Dia tidak menangis –dia tidak boleh menangis. Tidak dengan kehadiran dua anak kecil di sisinya. Dua anak kecil yang hidupnya sekarang ada di tangannya.

.

.

[Berjanjilan, Eri. Kumohon. Hanya ini yang kuminta darimu]

.

.

Dua pasang mata menatap nanar api unggun raksasa yang dulu adalah rumah mereka. Senyum lebar penuh kebahagiaan di wajah mereka lenyap tanpa sisa. Pesta panen yang ditunggu-tunggu berubah menjadi ladang pembantaian. Salah satu anak memapah –saudara? teman? –nya. Mereka berdarah, tapi luka di tubuh tidak ada apa-apanya dibanding jiwa yang retak dan hati yang hancur.

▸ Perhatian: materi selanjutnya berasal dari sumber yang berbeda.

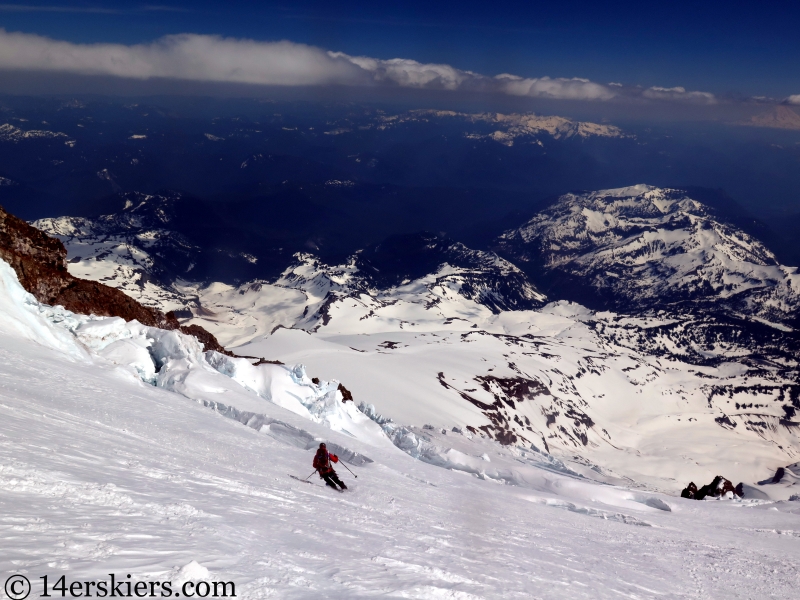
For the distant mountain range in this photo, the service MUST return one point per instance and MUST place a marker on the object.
(687, 348)
(640, 248)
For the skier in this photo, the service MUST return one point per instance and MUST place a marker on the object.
(322, 463)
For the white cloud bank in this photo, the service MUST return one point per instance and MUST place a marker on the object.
(218, 59)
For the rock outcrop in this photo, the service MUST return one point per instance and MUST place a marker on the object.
(40, 262)
(718, 488)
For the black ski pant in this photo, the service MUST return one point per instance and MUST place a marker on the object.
(332, 479)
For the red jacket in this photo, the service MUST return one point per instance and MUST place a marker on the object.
(322, 461)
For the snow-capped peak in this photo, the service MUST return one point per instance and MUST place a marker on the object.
(645, 247)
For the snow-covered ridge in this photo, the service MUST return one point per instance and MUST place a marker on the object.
(659, 399)
(10, 133)
(647, 247)
(174, 361)
(135, 251)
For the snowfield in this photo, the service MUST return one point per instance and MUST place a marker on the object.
(654, 400)
(102, 472)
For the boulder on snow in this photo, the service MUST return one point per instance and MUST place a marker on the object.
(689, 491)
(716, 489)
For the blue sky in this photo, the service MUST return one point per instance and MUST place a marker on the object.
(752, 49)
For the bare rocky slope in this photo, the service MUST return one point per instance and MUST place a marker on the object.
(40, 263)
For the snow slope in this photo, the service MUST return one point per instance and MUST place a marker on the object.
(647, 247)
(654, 400)
(102, 473)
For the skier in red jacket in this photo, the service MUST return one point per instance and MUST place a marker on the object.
(322, 463)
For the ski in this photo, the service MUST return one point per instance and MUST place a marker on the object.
(303, 480)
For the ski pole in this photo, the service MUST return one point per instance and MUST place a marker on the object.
(348, 468)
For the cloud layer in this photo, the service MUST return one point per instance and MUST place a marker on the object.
(218, 59)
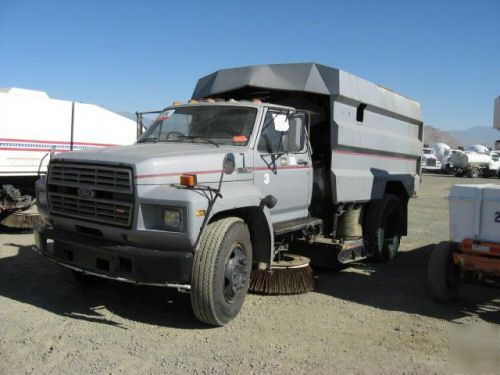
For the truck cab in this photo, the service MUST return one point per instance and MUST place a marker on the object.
(430, 161)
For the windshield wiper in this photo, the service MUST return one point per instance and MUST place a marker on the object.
(193, 137)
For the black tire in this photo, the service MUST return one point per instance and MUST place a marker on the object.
(221, 271)
(383, 228)
(474, 172)
(86, 280)
(443, 275)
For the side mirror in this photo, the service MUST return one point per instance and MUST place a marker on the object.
(281, 123)
(296, 132)
(229, 164)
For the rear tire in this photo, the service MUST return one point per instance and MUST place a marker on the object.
(474, 172)
(443, 275)
(383, 228)
(221, 271)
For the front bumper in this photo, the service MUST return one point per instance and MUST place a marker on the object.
(115, 261)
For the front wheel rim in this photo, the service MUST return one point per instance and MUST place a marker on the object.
(235, 273)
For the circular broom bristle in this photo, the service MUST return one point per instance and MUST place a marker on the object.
(282, 281)
(20, 221)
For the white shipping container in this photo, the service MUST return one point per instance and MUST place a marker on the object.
(475, 212)
(32, 124)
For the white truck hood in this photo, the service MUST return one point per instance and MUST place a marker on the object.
(162, 163)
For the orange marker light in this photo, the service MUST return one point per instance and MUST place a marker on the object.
(240, 139)
(188, 180)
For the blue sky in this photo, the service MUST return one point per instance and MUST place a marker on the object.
(141, 55)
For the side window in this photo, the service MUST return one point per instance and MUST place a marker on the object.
(296, 133)
(272, 140)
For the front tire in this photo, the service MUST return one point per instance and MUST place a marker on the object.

Masa kecil mereka telah berakhir, dicuri oleh anjing-anjing sang tiran. Keluarga mereka diinjak-injak dan kebahagian mereka tercabik. Cengkraman Eri di pundak mereka menguat, dia menggigit bibirnya [oh, Bunda, mereka bahkan lebih muda dari aku saat itu ]

Eri membuka matanya. Dia menghela napas. Tidak ada gunanya berlama-lama disini. Lebih baik mereka kembali ke tempatnya, untuk mengobati luka mereka itu dan beristirahat.

"Kita harus pergi," ujarnya.

Salah satu anak menoleh, menengadah untuk melihat mukanya.

"Kemana?" Tanya anak berambut gelap.

"Ke rumahku."

Rumah. Apa yang telah dirampas dari mereka. Apa yang Eri akan berikan pada mereka.

"Apa disana aman?"

Ya. Mungkin. Tidak. Untuk sesaat Eri merasa ragu. Mereka hidup di dunia yang tidak mengenal ampun, bukan utopia dimana semua orang berbahagia. Mereka telah menyaksikannya, bagaimana tawa berubah menjadi jeritan dalam hitungan detik. Dan Eri tahu apa yang sanggup manusia lakukan. Demi memuaskan hasrat dan memberi makan ketamakan mereka. For glory. For gold. For gospel.

For gore.

Namun dia tidak boleh ragu, meski dia telah bertahun-tahun lari dan sembunyi. Karena dia telah berjanji, kepadanya, yang paling dia cintai di seluruh dunia.

"Ya," jawab Eri.

Anak berambut gelap menatapnya lekat-lekat, mencari kebenaran dalam netra mirah delima Eri. Matanya berwarna kuning, bersinar seperti mata kucing.

Bukan mata manusia biasa.

.

[Siapakah dirimu, wahai anak muda?]

.

"Kai."

Eri mengerjap. Anak itu tetap menatapnya.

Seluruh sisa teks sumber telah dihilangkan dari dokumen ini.